The key strength of this study lies in the development of an innovative mobile application aimed at addressing limitations in the current management of atopic dermatitis (AD), particularly the time constraints in clinical settings and the lack of patient involvement. By enabling more comprehensive and efficient assessments, the AIADMS app has the potential to enhance treatment adherence and improve clinical outcomes. The app’s ability to streamline clinical workflows and provide real-time feedback empowers both clinicians and patients, fostering a more proactive approach to disease management.

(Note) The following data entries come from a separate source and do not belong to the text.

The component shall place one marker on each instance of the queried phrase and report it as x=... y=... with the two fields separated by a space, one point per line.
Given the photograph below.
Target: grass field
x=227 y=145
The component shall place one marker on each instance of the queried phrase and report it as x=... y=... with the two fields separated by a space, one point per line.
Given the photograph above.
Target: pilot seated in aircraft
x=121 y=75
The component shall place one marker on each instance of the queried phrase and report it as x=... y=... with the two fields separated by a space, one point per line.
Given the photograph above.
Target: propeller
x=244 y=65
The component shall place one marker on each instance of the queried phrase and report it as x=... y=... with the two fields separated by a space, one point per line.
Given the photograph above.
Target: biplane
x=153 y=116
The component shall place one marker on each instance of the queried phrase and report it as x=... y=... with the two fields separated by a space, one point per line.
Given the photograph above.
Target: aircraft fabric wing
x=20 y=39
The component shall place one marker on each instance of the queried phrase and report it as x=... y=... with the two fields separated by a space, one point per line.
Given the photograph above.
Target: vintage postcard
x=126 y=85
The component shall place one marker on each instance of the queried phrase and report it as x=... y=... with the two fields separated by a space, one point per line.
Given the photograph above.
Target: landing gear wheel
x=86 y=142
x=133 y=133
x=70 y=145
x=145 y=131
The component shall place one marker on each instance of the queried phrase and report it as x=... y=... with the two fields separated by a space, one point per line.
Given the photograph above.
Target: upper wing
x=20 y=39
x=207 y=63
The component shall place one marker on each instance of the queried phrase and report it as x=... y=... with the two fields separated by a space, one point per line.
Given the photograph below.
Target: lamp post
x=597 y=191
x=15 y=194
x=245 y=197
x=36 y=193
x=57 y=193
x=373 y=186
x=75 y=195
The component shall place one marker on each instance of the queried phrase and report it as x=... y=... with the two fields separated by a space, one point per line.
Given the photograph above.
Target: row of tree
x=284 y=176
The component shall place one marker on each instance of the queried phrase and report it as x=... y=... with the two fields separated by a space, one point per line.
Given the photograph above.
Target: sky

However, several limitations should be acknowledged. First, the AIADMS app may face technical challenges, including issues related to accuracy, integration with existing clinical workflows, and potential difficulties with the user interface. These factors could affect both the usability and effectiveness of the app. Second, variability in patient adherence may influence study outcomes, as inconsistent use of the app might result in suboptimal disease management. Third, the study is conducted in a single center in China, which may limit its applicability to other populations with different healthcare systems and patient demographic or clinical characteristics, and generalizability of the results to other populations remains uncertain, given that the study focuses on a specific patient group. Further multi-centered studies involving diverse populations will be required to confirm the broader applicability of the AIADMS app. Additionally, a limitation of this study is the open-label, blinded end-point design, which makes it impossible to mask the assignment of participants. Both the participants and the investigators will be aware of group allocations, potentially introducing bias, particularly as participants in the AI-assisted group may have expectations of improved outcomes, which could influence self-reported measures, such as pruritus levels or the DLQI. To address this, the potential impact of the lack of blinding is being mitigated by having each participant’s condition evaluated by three clinicians to achieve a comprehensive assessment. Both groups will receive comparable levels of attention and care throughout the study, ensuring consistency in participant engagement. Additionally, objective outcome measures, including clinician-assessed severity of symptoms, will be incorporated to supplement self-reported data and provide a more comprehensive evaluation of treatment effects. Furthermore, all participants will be assigned unique identification numbers, with their individual data registered under these numbers. These data will be transferred to data collectors and statisticians who remain blinded to the group assignments, thus minimizing the risk of statistical bias during data analysis.

The study also relies on objective outcome measures like the Eczema Area and Severity Index (EASI), which offers standardized and quantifiable assessments of disease severity, reducing the influence of subjective judgment. Strict adherence to standardized treatment protocols and follow-up assessments across all groups will ensure consistency in care and data collection, minimizing variability and enhancing the reliability of the findings.

4. Conclusions

In conclusion, despite the challenges posed by time constraints in clinical settings and the lack of full blinding, this study aims to improve the management of AD through the integration of advanced technology, patient engagement, and clinician oversight. By focusing on achieving treat-to-target (T2T) goals, we believe that the AIADMS app has the potential to facilitate more effective and safe long-term control of AD.